One of the most common web UI techniques is to show a page of data (items 1-10), and then let the user click on a page number and allow them to scroll through the list. Include the "pagesize" attribute to your table tag, and the tag takes care of the reset.

You need to design your page, so that the JSP page with the table tag can be reloaded without reloading the entire list of entries. It is assumed that you have gone through the action of loading the list in a previous page (or action in Struts-speak), and then redirected the person to the page with the table tag on it.

You need to do this because the table tag's various page links will all point to the page the table tag is on (but also providing various parameters - which the table tag itself parses and deals with). So if you are doing any processing on the page, it can either 1) simply not work because the table tag doesn't know what parameters to pass for your processing, or 2) slow things down because you would be reloading the entire list on each page, rather then just showing a subset of the list. It sounds confusing, but that's just because I do a poor job of explaining it...

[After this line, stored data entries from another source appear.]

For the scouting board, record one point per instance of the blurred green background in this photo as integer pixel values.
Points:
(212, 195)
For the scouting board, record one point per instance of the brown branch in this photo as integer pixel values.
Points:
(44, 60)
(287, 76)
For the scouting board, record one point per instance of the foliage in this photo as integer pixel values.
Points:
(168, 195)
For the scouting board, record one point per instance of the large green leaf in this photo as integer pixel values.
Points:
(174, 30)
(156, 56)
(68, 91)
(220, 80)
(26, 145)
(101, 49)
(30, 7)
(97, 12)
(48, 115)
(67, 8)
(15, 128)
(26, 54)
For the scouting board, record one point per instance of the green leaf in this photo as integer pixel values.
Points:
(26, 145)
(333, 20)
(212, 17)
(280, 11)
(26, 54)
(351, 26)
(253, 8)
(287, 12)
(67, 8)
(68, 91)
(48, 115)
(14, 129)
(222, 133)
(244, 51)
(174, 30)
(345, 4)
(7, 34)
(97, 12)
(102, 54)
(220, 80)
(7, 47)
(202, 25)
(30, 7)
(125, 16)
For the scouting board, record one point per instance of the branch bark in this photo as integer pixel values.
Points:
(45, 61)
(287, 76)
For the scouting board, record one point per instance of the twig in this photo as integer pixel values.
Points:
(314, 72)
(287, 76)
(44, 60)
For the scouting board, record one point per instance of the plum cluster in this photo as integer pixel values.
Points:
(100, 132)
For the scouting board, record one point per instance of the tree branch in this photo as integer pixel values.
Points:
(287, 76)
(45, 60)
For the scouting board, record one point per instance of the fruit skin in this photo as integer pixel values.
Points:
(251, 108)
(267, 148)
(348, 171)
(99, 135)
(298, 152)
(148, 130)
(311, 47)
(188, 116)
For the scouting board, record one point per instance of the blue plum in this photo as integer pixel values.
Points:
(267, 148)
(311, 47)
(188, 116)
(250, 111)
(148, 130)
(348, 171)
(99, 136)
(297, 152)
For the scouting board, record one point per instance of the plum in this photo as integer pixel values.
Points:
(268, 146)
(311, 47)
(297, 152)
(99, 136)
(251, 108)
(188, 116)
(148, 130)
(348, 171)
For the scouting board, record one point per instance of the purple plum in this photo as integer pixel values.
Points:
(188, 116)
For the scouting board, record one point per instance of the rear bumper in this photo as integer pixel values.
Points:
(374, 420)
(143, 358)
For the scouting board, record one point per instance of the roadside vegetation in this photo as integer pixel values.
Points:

By default, the table tag tries to figure out what the URL is for the page it is on by calling the request.getRequestURI() method, but this will not always return a correct answer in environment where you are forwarding a request around before arriving at the JSP that is to be displayed (like struts). In those cases, you need to tell the table tag what it's URL is via the "requestURI" attribute.

All the parameters received in the first request are preserved in paging. You can exclude specific parameters using the "excludedParams" table attribute.